Implementing efficient Spark application with the goal of having maximal performance often requires knowledge that goes beyond official documentation. Understanding Spark’s internal processes and features may help to design the queries in alignment with internal optimizations and thus achieve high efficiency during execution. In this talk we will focus on some internal features of Spark SQL which are not well described in official documentation with a strong emphasis on explaining these features on some basic examples while sharing some performance tips along the way.

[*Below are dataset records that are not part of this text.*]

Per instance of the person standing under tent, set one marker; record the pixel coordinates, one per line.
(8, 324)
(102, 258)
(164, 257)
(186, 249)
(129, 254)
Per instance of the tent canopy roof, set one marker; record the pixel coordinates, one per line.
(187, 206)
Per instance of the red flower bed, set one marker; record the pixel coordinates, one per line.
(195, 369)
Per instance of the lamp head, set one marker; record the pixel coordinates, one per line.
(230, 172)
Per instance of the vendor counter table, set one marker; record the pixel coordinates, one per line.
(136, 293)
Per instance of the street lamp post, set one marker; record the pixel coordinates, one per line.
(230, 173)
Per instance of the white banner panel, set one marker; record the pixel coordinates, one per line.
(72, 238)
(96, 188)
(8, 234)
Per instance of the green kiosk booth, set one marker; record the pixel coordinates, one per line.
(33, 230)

We want to demystify Spark’s behavior in various situations where the documentation does not provide sufficient explanation. The content is based mostly on the knowledge gathered from studying Spark source code and on our experience from our daily data processing. We will talk about topics and pitfalls that we encountered and solved either in our real-life queries or when helping the community by answering questions on stackoverflow. The talk is intended for anyone who wants to learn how Spark SQL works under the hood and how to use that knowledge to achieve better performance of Spark queries.
Speaker: David Vrba
David is a senior machine learning engineer at Socialbakers. He is working with Spark on a daily basis processing data on different scales from few GBs up to tens of TBs. He also does query optimizations with the goal to achieve maximal performance and helps with productionalizing of various ETL pipelines and ML applications. David enjoys preparing and lecturing Spark trainings and workshops and trained in Spark several teams such as data engineers, analysts and researchers. David received his Ph.D. from Charles University in Prague in 2015.